Nilai rasa kasar menjadi semakin kuat ketika muncul unsur ekstralingual berupa sikap penutur yang berbadan gemuk dengan gaya berbicara sambil tertawa, dan menunjuk celengan babi yang paling gendut. Unsur ekstralingual berupa konteks

dimunculkan melalui fenomena praanggapan bahwa babi yang bermoncong panjang menyerupai dengan orang besar atau kaya.

Tuturan dalam karikatur (3), karikatur (4), dan karikatur (5) tersebut juga dianggap sebagai tuturan yang tidak santun karena berlawanan dengan indikator kesantunan menurut Leech (dalam Pranowo, 2012:103) tentang maksim kebijaksanaan. Di dalam konteks ini, tuturan justru dianggap merugikan mitra tutur, karena penutur berprasangka buruk kepada mitra tutur, sehingga tuturannya dianggap memojokkan mitra tutur. Penutur sengaja memojokkan mitra tutur dengan cara menyindir dan mengejek secara langsung.

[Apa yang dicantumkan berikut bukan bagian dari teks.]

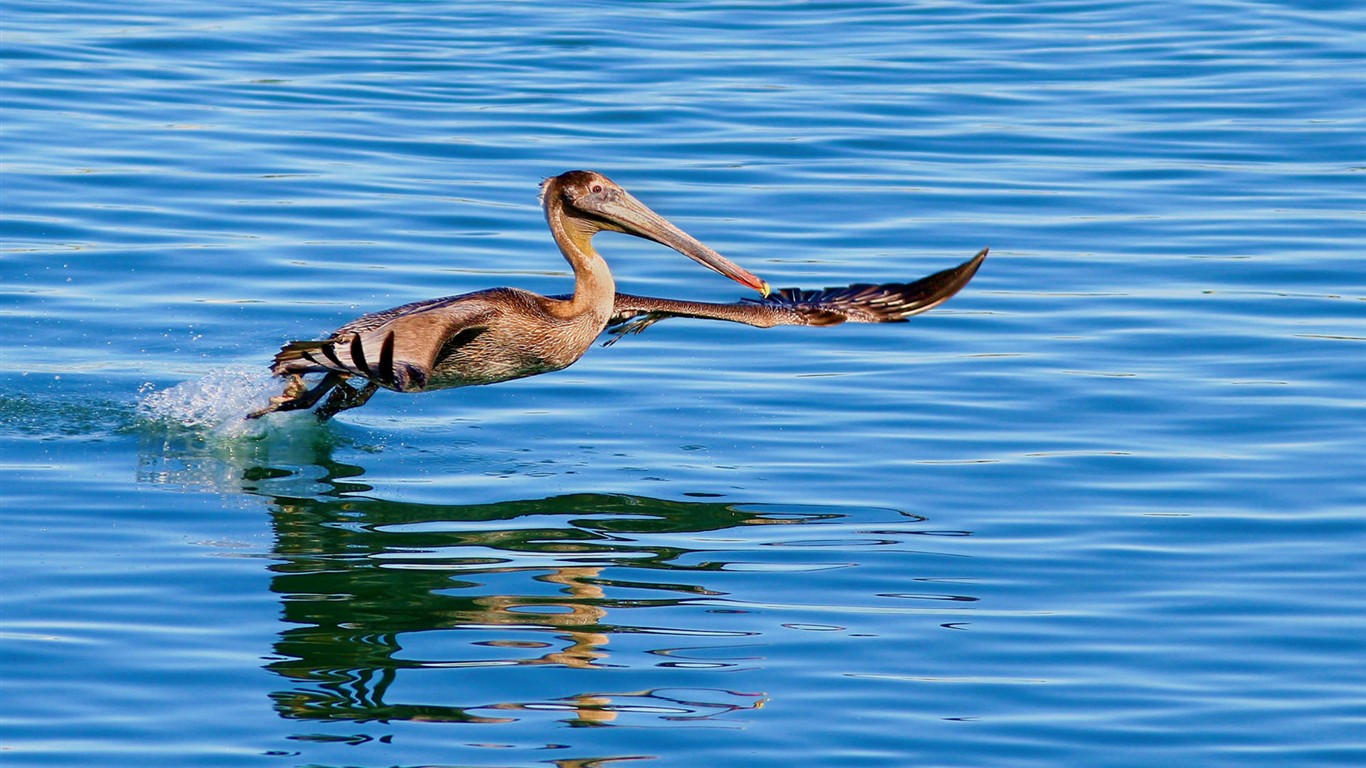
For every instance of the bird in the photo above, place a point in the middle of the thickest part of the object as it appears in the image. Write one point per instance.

Berdasarkan kelima contoh karikatur yang memiliki nilai rasa kasar di atas, dapat disimpulkan bahwa tuturan karikatur yang bernilai rasa kasar selalu merupakan bentuk tuturan yang tidak santun. Tuturan yang tidak santun yang dimunculkan oleh nilai rasa kasar ini dapat dilihat melalui unsur intralingual dan unsur ekstralingual. Unsur intralingual dimunculkan melalui diksi yang mengandung kata-kata kasar dan kalimat langsung. Misalnya diksi:

musnahkan pada NR.KKT,25/09/014, dan diksi : pergi pada NR.KKT,04/11/014.

Penggunaan unsur intralingual berupa kalimat-kalimat langsung untuk memunculkan nilai rasa kasar pun dapat mencerminkan tuturan tidak santun, yang kemudian semakin diperkuat oleh unsur ekstralingual berupa ekspresi wajah. Misalnya kalimat : Bau partai pada NR.KKT,22/11/014 diperkuat dengan ekspresi wajah penutur yang menutup hidungnya untuk menahan rasa bau, dan menjulurkan lidahnya sebagai tanda orang yang ingin muntah, dapat secara jelas menggambarkan bahwa tuturan karikatur tersebut tidak santun. Selain itu,

penggunaan tuturan langsung dan tuturan yang dikatakan sama dengan yang dimaksudkan juga menjadi penanda penting dalam nilai rasa kasar yang tidak santun, sehingga tuturan tersebut dapat merugikan mitra tutur. Indikator-indikator itulah yang dapat menjadi penanda nilai rasa kasar yang tidak santun.